TMIC-23. A SEQUENTIAL IMAGING STRATEGY TO STUDY ONCOLYTIC VIRUS INFILTRATION, REPLICATION AND TUMOR MICROENVIRONMENTAL PERTURBATIONS, EX VIVO

Abstract

Abstract The use of oncolytic viruses (OV) as therapeutic agents for glioblastoma multiforme (GBM) is an emerging clinical focus. OV have the potential to reinvigorate the immune contexture in the tumor microenvironment (TME). However, current pre-clinical models are insufficient to study the immune effects of OV. Here, we describe an imaging approach using a human ex-vivo platform to study the effects of OV on tumor-associated immune cells in GBM. Using the rQNestin34.5v.1 herpes simplex virus (rQNestin) we treated human GBM ex-vivo, incorporating autologous patient-derived peripheral-blood mononucleated cells and whole tissue fragments.

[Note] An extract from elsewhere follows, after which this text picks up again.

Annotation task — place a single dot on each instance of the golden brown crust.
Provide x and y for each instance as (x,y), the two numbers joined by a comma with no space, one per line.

We treated GBM (n=10) with rQNestin, capable of expressing GFP, and profiled GFP expression as a proxy for replication. We analyzed serial sections of H&E, HSV-1, and multiplex immunohistochemistry (mIHC) to investigate the impact of rQNestin on the spatial context of the immune compartment. Cell Signaling Technology antibodies, CD3e (D7A6E™,ID:85061), CD68 (D4B9C,ID:76437), CD11c (D3V1E,49420), MHC-Class II ((HLA-DRB)LGII-612.14,NA) and Pan-keratin (C11,4545) were optimized for identifying intratumoral T-cells (CD3e+), macrophages (CD68) and dendritic cells (CD11c+MHCII+) in relation to the surrounding tissue architecture (pan cytokeratin). Using the serial-section imaging approach, we overlaid infiltration and replication of rQNestin. Additionally, strategic sectioning identified dynamic spatial alterations in the immune compartment, via visualization of the tumor-immune interface with indications of infiltration and replication. Quantitative pathology showed dynamic re-arrangement of immune cells - in spatial orientation, quantity and localization, relative to the tumor, under rQnestin pressure, ex-vivo. Here, we report that our ex-vivo human tumor model can be used to evaluate the effects of OV in the TME – not only viral replication but also the direct effect on the immune compartment. In particular, we can assess changes in immune subsets post-OV treatment in a 3-D manner, therefore providing greater insight into their spatial arrangement and distribution. These findings could develop our understanding of anti-tumor OV mechanisms.